Facebook’s handling of Alex Jones is a microcosm of its content policy problem - mindgam3
https://techcrunch.com/2019/03/28/instagram-alex-jones-business-insider-leaked-email/
======
mindgam3
Good analysis from TechCrunch:

“Unfortunately for Facebook, it’s yet another lose-lose situation of its own
making. During its intense, extended growth spurt, Facebook allowed all kinds
of potentially controversial and dangerous content to flourish for years. Now,
when the company abruptly cracks down on accounts that violate its
longstanding policies forbidding hate speech, divisive figures like Alex Jones
can cry censorship, roiling hundreds of thousands of followers in the process.
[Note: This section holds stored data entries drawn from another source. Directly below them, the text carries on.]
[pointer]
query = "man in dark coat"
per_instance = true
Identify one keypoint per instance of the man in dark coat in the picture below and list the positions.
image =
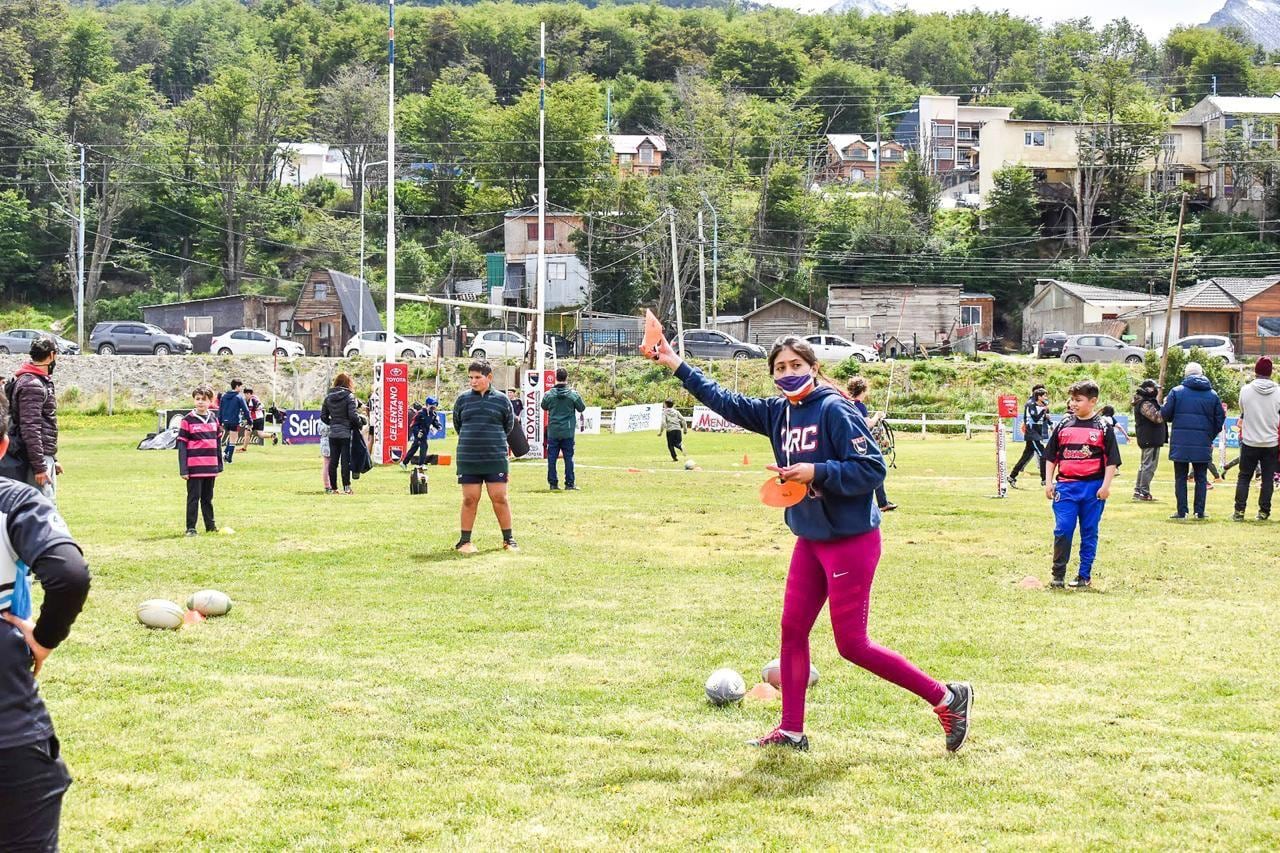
(1194, 413)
Like other tech companies, Facebook is now paying mightily for the worry-free
years it enjoyed before coming under intense scrutiny for the toxic side
effects of all that growth.”

------
0815test
I'm not going to get into the whole issue of whether the image is anti-Semitic
or not, but it just looks really grotesque to me, something that was clearly
intended to bait clueless, vulnerable people and push their tribal and FUD-
based buttons. The kind of thing you'd make to shill for top karma in a
"/conspiracy/" net-community, or use as the custom thumbnail for a "trending
and recommended for you, zillions of views!" YT video.

------
gotocake
I despise Facebook and never use it, but I don’t buy this. All of the fringe
nuts, hatemongers and free speech absolutists combined are a drop in their DAU
bucket. Most people don’t care if anti-vaxxers, Nazis, or the extremes of
civil libertarianism dislike this. Facebook doesn’t need to optimize for
“please everyone” they need to spin PR in their favor, and they need to grow
internationally. Stomping on someone like Alex Jones won’t even register
outside of a handful of people in this country and maybe Canada.